Now the problem is when I save code in my Software Heritage platform OR execute above command,error occurred.

$docker-compose exec swh-loader swh loader run git "https://github.com/softwareheritage/swh-scanner"
$docker-compose exec swh-loader swh loader run git "https://github.com/softwareheritage/swh-scanner/"

INFO:swh.loader.git.BulkLoader:Load origin 'https://github.com/softwareheritage/swh-scanner/' with type 'git'
ERROR:swh.loader.git.BulkLoader:Loading failure, updating to partial status
Traceback (most recent call last):

File "/srv/softwareheritage/venv/lib/python3.7/site-packages/dulwich/client.py", line 913, in fetch_pack
  refs, server_capabilities = read_pkt_refs(proto)
File "/srv/softwareheritage/venv/lib/python3.7/site-packages/dulwich/client.py", line 216, in read_pkt_refs
  for pkt in proto.read_pkt_seq():
File "/srv/softwareheritage/venv/lib/python3.7/site-packages/dulwich/protocol.py", line 277, in read_pkt_seq
  pkt = self.read_pkt_line()
File "/srv/softwareheritage/venv/lib/python3.7/site-packages/dulwich/protocol.py", line 223, in read_pkt_line
  raise HangupException()

dulwich.errors.HangupException: The remote server unexpectedly closed the connection.

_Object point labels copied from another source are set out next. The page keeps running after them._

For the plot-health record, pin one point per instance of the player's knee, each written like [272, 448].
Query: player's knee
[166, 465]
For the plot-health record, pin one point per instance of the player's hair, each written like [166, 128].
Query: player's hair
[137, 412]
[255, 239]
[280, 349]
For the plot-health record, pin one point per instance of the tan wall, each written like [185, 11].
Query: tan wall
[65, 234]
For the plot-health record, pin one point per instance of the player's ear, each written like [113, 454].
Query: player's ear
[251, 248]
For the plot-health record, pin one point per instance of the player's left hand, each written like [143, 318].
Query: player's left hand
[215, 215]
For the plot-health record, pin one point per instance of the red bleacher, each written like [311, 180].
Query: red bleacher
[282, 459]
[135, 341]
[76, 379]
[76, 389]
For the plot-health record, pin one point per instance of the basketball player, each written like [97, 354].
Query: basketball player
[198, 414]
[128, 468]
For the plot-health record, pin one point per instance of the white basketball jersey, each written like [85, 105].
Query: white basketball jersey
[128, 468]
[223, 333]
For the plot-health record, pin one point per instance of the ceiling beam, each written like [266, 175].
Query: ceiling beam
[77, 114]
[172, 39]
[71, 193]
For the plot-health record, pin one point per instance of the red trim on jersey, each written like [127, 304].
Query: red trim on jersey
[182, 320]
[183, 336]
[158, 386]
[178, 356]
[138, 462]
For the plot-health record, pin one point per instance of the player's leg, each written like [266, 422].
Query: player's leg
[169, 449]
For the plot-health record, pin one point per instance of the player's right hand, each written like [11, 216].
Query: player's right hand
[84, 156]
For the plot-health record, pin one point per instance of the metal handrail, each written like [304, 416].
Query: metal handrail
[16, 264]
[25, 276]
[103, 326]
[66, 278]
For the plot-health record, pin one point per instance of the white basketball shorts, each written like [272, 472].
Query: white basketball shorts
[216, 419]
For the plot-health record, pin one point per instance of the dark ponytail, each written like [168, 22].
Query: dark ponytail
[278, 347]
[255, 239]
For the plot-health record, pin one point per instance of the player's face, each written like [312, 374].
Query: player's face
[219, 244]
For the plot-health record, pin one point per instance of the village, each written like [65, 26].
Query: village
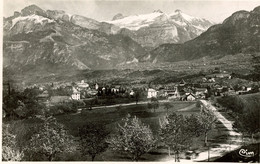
[206, 87]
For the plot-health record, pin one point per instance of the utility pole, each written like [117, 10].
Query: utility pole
[208, 152]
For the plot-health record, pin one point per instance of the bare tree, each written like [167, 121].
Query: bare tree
[51, 140]
[177, 133]
[93, 139]
[133, 138]
[9, 150]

During handling of the above exception, another exception occurred:

Traceback (most recent call last):

File "/srv/softwareheritage/venv/lib/python3.7/site-packages/swh/loader/core/loader.py", line 318, in load
  more_data_to_fetch = self.fetch_data()
File "/srv/softwareheritage/venv/lib/python3.7/site-packages/swh/loader/git/loader.py", line 239, in fetch_data
  self.origin.url, self.base_snapshot, do_progress
File "/srv/softwareheritage/venv/lib/python3.7/site-packages/swh/loader/git/loader.py", line 174, in fetch_pack_from_origin
  progress=do_activity,
File "/srv/softwareheritage/venv/lib/python3.7/site-packages/dulwich/client.py", line 915, in fetch_pack
  raise _remote_error_from_stderr(stderr)

dulwich.errors.HangupException: ssh: Could not resolve hostname https: Name or service not known
{'status': 'failed'}

vlorentz lowered the priority of this task from High to Normal.Mar 15 2021, 1:14 PM

@rendong951 Sorry, but we can't reproduce the issue on our end.

Did you manage to fix the issue and/or did it stop occurring?

If not, make sure you don't have a docker-compose.override.yml file, or any change to you local dockerfiles and docker-compose files.